You are right, just sitting at my desk for 8 hours doesn’t mean I “work” just that I have to be “at work”. And don’t forget to count the commute time. Even though going to the bathroom can count as work time. That being said, I do agree with you Laura.
I agree with everything you write, but you already know how much I adore you. 🙂 On this point, specifically, I worked for a guy who constantly told me that he worked 100 hours a week. NO. Unless he has a VERY broad definition of “work.” Sorry, but sitting in front of your computer does not mean you’re working. Right now, I’m home with my five kids, but I’m commenting on a blog post, so I’m definitely not parenting. Or working, one could argue. 🙂 I’ve also NEVER bought into the concept of working more hours making you better, or more productive. I work fast, because I’m good at what I do. So I don’t feel the need to log long hours, just to make other people feel better.
I think I do work at least 98 hours a week.
My day starts before 6 am and doesn’t end until around 10 pm.

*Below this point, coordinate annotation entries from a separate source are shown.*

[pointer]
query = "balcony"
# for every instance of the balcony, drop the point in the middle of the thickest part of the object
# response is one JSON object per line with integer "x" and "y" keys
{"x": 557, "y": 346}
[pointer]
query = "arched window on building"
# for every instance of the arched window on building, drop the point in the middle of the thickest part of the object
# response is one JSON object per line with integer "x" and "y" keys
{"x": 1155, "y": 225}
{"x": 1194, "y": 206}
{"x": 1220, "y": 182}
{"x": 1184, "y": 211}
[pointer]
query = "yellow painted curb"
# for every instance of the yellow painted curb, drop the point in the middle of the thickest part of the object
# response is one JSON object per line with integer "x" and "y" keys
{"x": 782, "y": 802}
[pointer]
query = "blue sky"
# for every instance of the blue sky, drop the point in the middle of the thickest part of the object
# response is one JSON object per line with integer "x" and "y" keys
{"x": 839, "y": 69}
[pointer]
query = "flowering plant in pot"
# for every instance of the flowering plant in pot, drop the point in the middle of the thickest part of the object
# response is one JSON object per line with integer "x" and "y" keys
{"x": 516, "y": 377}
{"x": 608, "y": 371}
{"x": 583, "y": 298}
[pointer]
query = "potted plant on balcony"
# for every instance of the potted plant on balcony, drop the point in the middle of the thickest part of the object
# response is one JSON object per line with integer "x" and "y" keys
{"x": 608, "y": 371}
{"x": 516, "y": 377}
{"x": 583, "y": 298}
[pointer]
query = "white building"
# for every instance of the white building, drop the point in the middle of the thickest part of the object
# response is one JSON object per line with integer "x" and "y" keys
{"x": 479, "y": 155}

My only real downtime is during my commute (not sure if that really counts ugh) and I eat lunch at my desk so I can get home in time to pick up the kids from the after school program. Weekends are for family time and all the chores I couldn’t get to during the week, and working from home because the emails never end.
And then the chauffeuring to activities and talent show practice and Doctor and dentist and if you can’t give me a weekend appt. I will get this cavity filled elsewhere because you are not the only dentist even on this street.
The days are long, but the years are short!